Tag Archives: Emiliania huxleyi

Hood Canal changes color from growth of white plankton

Hood Canal cloaked in light green from heavy plankton growth. NASA image: Jeff Schmaltz, LANCE/EOSDIS Rapid Response
Hood Canal cloaked in light green from heavy plankton growth.
NASA image: Jeff Schmaltz, LANCE/EOSDIS Rapid Response

From space, Hood Canal is easily recognized by its new shade of bimini green, a color that stands out clearly from the rest of Puget Sound and the Pacific Ocean, as shown in the photo above.

The color is caused by a large bloom of coccolithophore, a single-celled phytoplankton bearing a shell made of white calcium carbonate.

A more detailed image of the plankton bloom. NASA image: Jesse Allen, using Landsat data from USGS
A more detailed image of the plankton bloom.
NASA image: Jesse Allen, with Landsat data from USGS

Teri King of Washington Sea Grant spotted the unusual color more than a week ago from the ground while driving along Hood Canal.

“I thought to myself, ‘Am I dreaming of the Cayman Islands?’” she reported on her Facebook page. “I pulled over to the side and took a few photos to document my observations. I then had an opportunity to grab a water sample. Yep, a Coccolithophore bloom from Quilcene to Lilliwaup.

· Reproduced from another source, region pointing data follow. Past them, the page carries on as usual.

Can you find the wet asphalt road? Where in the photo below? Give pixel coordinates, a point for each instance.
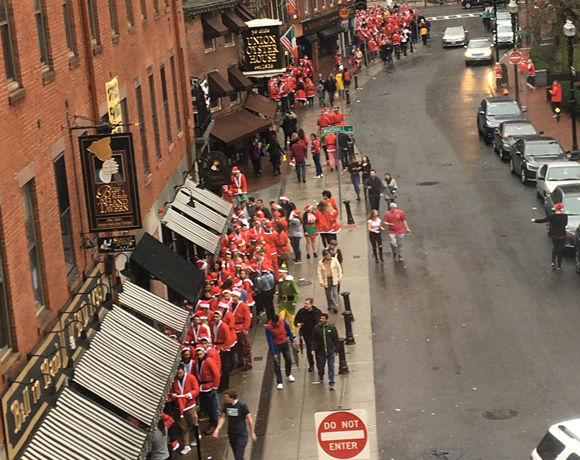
(474, 320)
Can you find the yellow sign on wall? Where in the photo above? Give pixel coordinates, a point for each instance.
(114, 105)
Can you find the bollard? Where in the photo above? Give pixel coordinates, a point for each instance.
(342, 365)
(348, 327)
(346, 297)
(349, 218)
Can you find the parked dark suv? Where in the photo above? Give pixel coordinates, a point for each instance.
(493, 111)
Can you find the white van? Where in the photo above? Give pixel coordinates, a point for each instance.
(561, 442)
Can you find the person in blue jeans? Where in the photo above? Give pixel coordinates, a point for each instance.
(324, 347)
(280, 337)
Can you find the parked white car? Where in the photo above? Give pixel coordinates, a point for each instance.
(555, 173)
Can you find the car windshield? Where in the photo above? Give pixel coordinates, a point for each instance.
(454, 31)
(503, 108)
(519, 130)
(572, 205)
(564, 173)
(537, 149)
(478, 44)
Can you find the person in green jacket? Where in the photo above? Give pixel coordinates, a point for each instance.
(288, 296)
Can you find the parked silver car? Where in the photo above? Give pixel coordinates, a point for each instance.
(454, 36)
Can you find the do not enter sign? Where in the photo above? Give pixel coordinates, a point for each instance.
(342, 435)
(516, 57)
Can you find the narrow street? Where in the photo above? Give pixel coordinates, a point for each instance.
(474, 326)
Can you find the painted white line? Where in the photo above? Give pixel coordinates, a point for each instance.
(342, 435)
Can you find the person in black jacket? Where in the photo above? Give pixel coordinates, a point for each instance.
(305, 320)
(325, 345)
(558, 222)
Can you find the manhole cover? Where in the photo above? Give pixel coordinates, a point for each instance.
(500, 414)
(427, 184)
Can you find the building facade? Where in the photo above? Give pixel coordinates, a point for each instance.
(55, 62)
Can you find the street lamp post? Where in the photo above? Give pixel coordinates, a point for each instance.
(513, 10)
(570, 33)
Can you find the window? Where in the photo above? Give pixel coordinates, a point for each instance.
(30, 216)
(209, 44)
(130, 16)
(165, 96)
(144, 10)
(142, 129)
(8, 42)
(41, 32)
(65, 219)
(113, 17)
(94, 22)
(155, 116)
(5, 313)
(175, 93)
(68, 27)
(230, 39)
(216, 104)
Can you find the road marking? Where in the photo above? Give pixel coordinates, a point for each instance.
(457, 16)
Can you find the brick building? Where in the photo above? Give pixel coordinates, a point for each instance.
(55, 60)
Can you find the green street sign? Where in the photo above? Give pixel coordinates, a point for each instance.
(338, 129)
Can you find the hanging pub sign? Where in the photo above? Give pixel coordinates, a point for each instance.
(262, 50)
(108, 163)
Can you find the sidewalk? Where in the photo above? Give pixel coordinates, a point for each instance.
(285, 419)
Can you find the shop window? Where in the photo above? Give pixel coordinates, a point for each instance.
(5, 308)
(8, 42)
(209, 44)
(216, 104)
(33, 240)
(65, 218)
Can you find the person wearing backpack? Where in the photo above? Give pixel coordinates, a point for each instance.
(346, 78)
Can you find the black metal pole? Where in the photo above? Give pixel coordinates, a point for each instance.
(346, 298)
(342, 365)
(348, 327)
(514, 16)
(572, 91)
(349, 218)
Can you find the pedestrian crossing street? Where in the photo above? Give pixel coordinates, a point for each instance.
(453, 16)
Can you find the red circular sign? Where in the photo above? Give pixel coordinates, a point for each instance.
(516, 57)
(342, 435)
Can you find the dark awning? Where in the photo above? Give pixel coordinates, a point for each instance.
(244, 13)
(169, 267)
(233, 22)
(238, 125)
(213, 26)
(331, 31)
(261, 105)
(79, 428)
(238, 80)
(218, 86)
(311, 38)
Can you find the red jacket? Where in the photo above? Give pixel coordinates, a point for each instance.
(242, 316)
(188, 386)
(207, 374)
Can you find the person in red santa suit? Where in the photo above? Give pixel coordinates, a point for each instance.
(221, 335)
(208, 375)
(243, 320)
(238, 187)
(183, 393)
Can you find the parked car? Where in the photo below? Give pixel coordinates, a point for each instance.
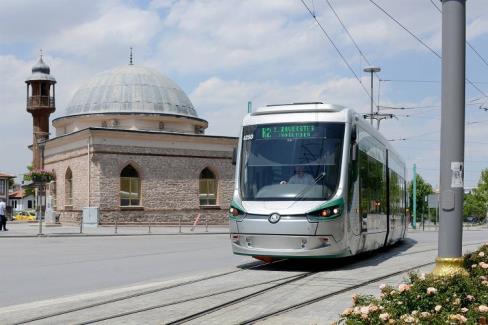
(25, 216)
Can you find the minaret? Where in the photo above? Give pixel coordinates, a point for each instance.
(40, 103)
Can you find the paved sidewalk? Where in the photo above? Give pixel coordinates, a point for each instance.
(24, 229)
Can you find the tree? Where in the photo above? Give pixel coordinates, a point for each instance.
(476, 202)
(423, 190)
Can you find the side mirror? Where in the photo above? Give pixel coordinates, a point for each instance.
(354, 152)
(354, 133)
(234, 156)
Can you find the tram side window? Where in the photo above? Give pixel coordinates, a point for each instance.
(395, 193)
(372, 185)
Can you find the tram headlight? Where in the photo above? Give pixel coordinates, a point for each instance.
(330, 212)
(234, 212)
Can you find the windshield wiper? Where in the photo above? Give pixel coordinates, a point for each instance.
(300, 195)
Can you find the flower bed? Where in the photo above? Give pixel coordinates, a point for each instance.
(425, 299)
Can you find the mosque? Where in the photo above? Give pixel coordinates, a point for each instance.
(130, 148)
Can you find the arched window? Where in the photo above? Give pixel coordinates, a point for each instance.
(130, 187)
(68, 188)
(208, 188)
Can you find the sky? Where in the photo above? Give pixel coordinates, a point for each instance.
(226, 53)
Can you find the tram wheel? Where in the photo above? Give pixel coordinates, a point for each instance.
(265, 259)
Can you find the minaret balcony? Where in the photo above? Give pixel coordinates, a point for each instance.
(40, 102)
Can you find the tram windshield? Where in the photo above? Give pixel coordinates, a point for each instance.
(292, 161)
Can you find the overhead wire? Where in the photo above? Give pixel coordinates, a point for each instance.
(331, 41)
(422, 42)
(348, 33)
(467, 42)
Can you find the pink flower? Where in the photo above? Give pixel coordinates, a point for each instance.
(354, 298)
(347, 312)
(384, 317)
(403, 287)
(424, 314)
(431, 290)
(364, 310)
(373, 308)
(460, 318)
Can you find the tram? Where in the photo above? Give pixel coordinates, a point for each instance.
(314, 180)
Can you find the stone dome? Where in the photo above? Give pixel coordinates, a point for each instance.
(131, 89)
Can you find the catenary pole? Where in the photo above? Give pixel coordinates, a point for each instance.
(449, 260)
(414, 197)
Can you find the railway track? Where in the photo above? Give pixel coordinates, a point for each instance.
(139, 294)
(269, 287)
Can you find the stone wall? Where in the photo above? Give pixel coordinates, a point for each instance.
(77, 162)
(169, 183)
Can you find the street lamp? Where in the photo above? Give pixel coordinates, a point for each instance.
(372, 70)
(41, 144)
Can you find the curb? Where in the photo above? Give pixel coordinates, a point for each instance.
(111, 235)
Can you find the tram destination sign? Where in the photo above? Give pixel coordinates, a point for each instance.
(288, 131)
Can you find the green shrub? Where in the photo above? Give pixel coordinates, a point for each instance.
(425, 299)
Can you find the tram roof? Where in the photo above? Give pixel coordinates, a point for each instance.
(338, 111)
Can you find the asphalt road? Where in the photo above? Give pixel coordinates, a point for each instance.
(40, 268)
(34, 269)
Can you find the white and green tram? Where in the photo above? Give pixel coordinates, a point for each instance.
(315, 180)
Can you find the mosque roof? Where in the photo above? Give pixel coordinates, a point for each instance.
(130, 89)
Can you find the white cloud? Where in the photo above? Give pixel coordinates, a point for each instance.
(118, 27)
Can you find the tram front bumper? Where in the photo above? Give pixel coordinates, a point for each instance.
(287, 246)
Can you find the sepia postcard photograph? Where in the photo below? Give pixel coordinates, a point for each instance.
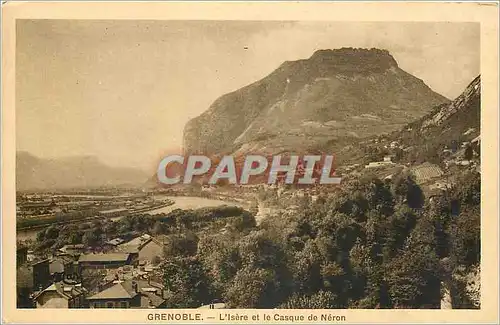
(204, 167)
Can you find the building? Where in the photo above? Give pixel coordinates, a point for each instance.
(128, 294)
(114, 213)
(376, 164)
(106, 261)
(24, 286)
(62, 267)
(21, 255)
(41, 274)
(73, 249)
(63, 294)
(145, 246)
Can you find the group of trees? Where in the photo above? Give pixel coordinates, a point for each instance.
(369, 244)
(372, 244)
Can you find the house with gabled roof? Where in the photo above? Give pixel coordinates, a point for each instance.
(128, 294)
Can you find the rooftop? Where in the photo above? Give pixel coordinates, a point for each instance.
(114, 210)
(110, 257)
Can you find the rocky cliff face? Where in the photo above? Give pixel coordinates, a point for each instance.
(333, 96)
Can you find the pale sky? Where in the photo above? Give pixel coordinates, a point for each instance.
(123, 90)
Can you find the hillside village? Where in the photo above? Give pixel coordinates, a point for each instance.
(402, 228)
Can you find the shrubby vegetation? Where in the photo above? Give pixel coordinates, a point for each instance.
(372, 244)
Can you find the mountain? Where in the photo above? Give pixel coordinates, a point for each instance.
(334, 96)
(425, 139)
(33, 173)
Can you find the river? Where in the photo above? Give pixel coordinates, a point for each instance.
(181, 202)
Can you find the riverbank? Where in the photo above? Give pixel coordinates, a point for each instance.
(176, 202)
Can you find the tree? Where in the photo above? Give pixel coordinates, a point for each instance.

“It is hard to miss a bloom of this color,” Teri continued on Facebook. “We don’t see them often, but when we do it is remarkable. The water takes on a tropical blue green appearance with white speckles.”

Scanning electron micrograph of plankton Emiliania huxleyi
Scanning electron micrograph of plankton Emiliania huxleyi
Image: Alison R. Taylor, U. of North Carolina Wilmington

The photo from space (top) was taken last Sunday from NASA’s Aqua satellite with equipment used to capture the natural color. On Wednesday, a more detailed image (second photo) was taken from the Landsat 8 satellite.

Reporter Tristan Baurick describes the phenomenon in yesterday’s Kitsap Sun. The single-celled plankton are not harmful to people or animals, so the bloom won’t affect shellfish harvesting. Hood Canal, as we’ve discussed many times, is prone to low-oxygen conditions, often exacerbated by massive blooms of plankton, which reduce oxygen through the process of decay.

The last major bloom of this kind in Hood Canal was noted in northern Hood Canal during the summer of 2007. Samples taken at that time showed the species of coccolithophorid to be Emiliania huxleyi, according to a report for the Hood Canal Dissolved Oxygen Program.

NASA’s photos and description of the latest bloom can be found on the Earth Observatory website, which also includes just about all you need to know about coccolithophores.

Hood Canal is green alright, up close and far away. Photo: Meegan M. Reid, Kitsap Sun
Hood Canal is green alright, up close and far away.